Cora descubre Tutankamón en Lugo

El primer Pelúdez se publica el 9 de septiembre de 1908 en El Progreso

PELUDEZ CUMPLE MAÑAÑA 111 años, que si se añaden a los que trae puestos de casa nos permite suponer que el hombre roza el siglo y medio de existencia, un detalle que él trata de ocultar bailando ante cada escenario que se levanta en San Froilán. O incluso subido a ellos.

El personaje es una creación de Calvino, seudónimo bajo el que se esconde el periodista y abogado Antonio de Cora Sabater (Lugo, 1889), protagonista a su vez de la vida social lucense durante las tres primeras décadas del siglo XX en múltiples facetas.

Tras acabar el bachillerato en el instituto lucense, estudia Derecho en Madrid y Santiago, para convalidar mucho después su carnet de periodista en el primer curso de la recién creada Escuela Oficial de Periodismo de 1941.

Antonio de Cora, Calvino o D´orca, son firmas habituales en El Progreso de esos años, periódico que va a dirigir de forma efectiva entre 1914 y 1927, y codirigir, algunos años más. Política, pintura, música, arte o turismo, son sus temas más recurrentes, sin olvidarnos de Pelúdez y de sus crónicas intrascendentes sobre todos los rincones provinciales.

Su segundo campo de actuación es la sede judicial, donde consigue notables y aplaudidos éxitos como abogado criminalista en una época donde no falta trabajo ni competencia. También es designado magistrado suplente de la Audiencia de Lugo.

Al margen de esas dos principales facetas profesionales, realiza una colección de tarjetas postales con paisajes y monumentos de Lugo a través de la Librería Religiosa, de la calle San Pedro, cuya actividad continúa bajo su mando.
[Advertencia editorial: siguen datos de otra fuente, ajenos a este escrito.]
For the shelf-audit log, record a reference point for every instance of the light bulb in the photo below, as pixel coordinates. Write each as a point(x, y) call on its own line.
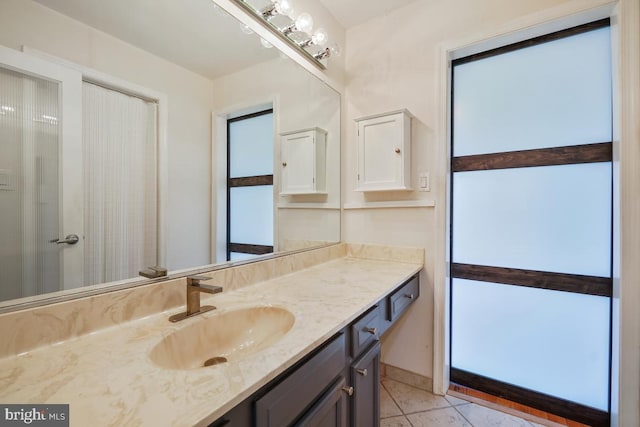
point(335, 49)
point(220, 11)
point(284, 7)
point(246, 29)
point(320, 37)
point(304, 23)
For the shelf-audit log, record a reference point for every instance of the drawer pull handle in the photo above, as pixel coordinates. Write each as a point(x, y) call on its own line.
point(348, 390)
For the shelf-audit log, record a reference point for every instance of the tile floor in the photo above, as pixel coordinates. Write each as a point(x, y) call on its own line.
point(404, 406)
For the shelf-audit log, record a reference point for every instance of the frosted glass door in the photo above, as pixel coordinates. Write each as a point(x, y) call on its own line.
point(40, 176)
point(250, 190)
point(531, 243)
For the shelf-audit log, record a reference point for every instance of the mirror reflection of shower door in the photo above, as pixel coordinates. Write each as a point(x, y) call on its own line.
point(40, 173)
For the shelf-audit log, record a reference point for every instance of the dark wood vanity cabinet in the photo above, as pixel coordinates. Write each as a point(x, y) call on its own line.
point(338, 384)
point(365, 378)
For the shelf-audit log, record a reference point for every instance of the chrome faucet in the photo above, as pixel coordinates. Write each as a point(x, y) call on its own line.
point(194, 287)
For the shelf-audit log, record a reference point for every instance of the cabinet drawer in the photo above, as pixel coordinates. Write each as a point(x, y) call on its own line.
point(402, 298)
point(289, 399)
point(365, 331)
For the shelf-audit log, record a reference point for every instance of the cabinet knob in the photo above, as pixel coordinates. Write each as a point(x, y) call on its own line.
point(348, 390)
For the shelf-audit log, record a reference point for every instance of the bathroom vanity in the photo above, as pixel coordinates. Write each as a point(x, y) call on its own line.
point(116, 359)
point(338, 383)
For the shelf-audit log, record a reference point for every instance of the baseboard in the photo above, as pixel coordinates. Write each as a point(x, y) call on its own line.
point(407, 377)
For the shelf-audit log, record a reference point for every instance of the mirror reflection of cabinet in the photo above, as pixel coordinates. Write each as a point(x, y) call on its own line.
point(303, 155)
point(384, 152)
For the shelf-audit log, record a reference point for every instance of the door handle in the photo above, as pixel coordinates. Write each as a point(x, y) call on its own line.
point(71, 239)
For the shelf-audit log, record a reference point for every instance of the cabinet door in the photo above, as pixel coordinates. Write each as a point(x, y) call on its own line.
point(384, 153)
point(365, 377)
point(330, 410)
point(298, 152)
point(288, 400)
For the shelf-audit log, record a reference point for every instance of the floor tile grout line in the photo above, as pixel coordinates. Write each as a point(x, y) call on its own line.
point(427, 410)
point(393, 399)
point(462, 415)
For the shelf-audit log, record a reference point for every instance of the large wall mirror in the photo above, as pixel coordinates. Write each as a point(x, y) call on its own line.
point(137, 133)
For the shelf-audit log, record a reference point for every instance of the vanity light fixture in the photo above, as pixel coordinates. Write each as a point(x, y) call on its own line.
point(295, 28)
point(333, 50)
point(277, 7)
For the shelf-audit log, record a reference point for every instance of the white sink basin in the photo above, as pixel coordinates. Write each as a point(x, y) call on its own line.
point(223, 338)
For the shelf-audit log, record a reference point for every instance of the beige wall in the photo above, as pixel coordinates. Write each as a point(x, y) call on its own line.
point(393, 62)
point(23, 22)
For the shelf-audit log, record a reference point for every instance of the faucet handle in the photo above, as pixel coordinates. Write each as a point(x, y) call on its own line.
point(153, 272)
point(195, 280)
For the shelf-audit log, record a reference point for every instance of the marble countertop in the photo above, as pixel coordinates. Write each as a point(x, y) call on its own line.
point(108, 379)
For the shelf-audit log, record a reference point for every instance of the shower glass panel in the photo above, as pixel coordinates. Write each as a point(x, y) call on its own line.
point(531, 222)
point(552, 342)
point(251, 147)
point(29, 185)
point(250, 194)
point(540, 218)
point(252, 220)
point(548, 95)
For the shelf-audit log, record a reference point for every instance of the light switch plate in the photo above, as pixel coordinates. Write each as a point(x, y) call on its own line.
point(424, 183)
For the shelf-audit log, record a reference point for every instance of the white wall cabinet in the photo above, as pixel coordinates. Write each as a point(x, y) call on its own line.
point(303, 162)
point(384, 152)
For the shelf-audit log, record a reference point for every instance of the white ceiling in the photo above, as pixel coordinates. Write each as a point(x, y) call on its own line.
point(191, 33)
point(354, 12)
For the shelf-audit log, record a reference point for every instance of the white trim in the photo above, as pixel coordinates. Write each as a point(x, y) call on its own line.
point(626, 292)
point(563, 16)
point(103, 79)
point(307, 206)
point(429, 203)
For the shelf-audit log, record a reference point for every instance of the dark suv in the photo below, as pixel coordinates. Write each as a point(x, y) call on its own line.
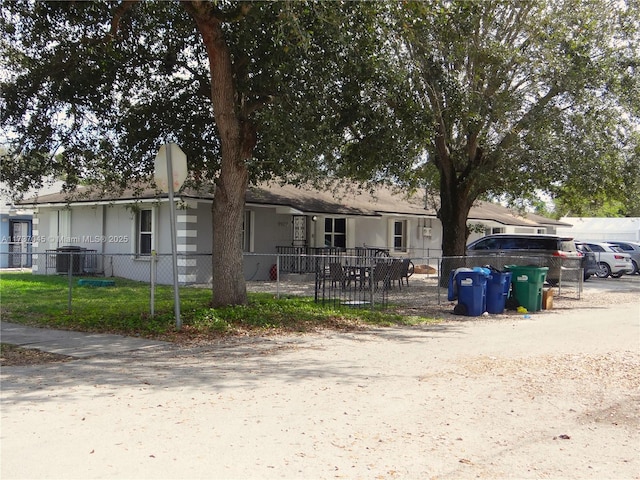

También dedica buena parte de su trabajo al teatro y a la música.

Además de actor amateur, escribe piezas humorísticas llamadas A propósitos que son representadas con gran aceptación en el Círculo das Artes, y preside el Orfeón Gallego, al frente del cual trae a Lugo importantes galardones.

Famosa y comentada fue su conferencia en el Círculo sobre el hallazgo de la tumba de Tutankamón, que ilustra con imágenes proporcionadas directamente por Howard Carter, su descubridor.

De esa sociedad es presidente y del ayuntamiento, primer teniente de alcalde y presidente de la Comisión de Música, desde donde favorece y consolida la Banda Municipal.

Otro momento destacado de su biografía fue su designación en 1918 como delegado regio en el acto de la Ofrenda del Antiguo Reino de Galicia al Santísimo Sacramento, cuando contaba 29 años.

En 1927 traslada su residencia a Madrid para ejercer la abogacía hasta su fallecimiento, aunque sin dejar sus casi diarias colaboraciones para El Progreso fundado por su padre, y para otras muchas cabeceras que se las solicitan siempre que de Lugo quieren tratar.

Él es quien acuña la expresión “homiños de Lugo” para referirse a aquellos pesimistas e inactivos que nada de provecho emprenden, pero que siempre están dispuestos a disparar contra lo que en la ciudad se realiza.

En Madrid preside un tiempo la Casa de Galicia y cuando llega la guerra es detenido y encarcelado en la siniestra checa de Porlier, dentro de una saca de varias personas que acaban siendo fusiladas por el desgobierno rojo.

Si salva la vida, según escribirá después, fue por estar casado con una súbdita uruguaya, Enriqueta Díaz Requeijo y Ventre, pues se habían dictado estrictas consignas de no llevar a cabo ninguna actuación que pudiese molestar a un gobierno extranjero.

Poco después de acabada la guerra, el 6 de junio de 1943, muere en Madrid.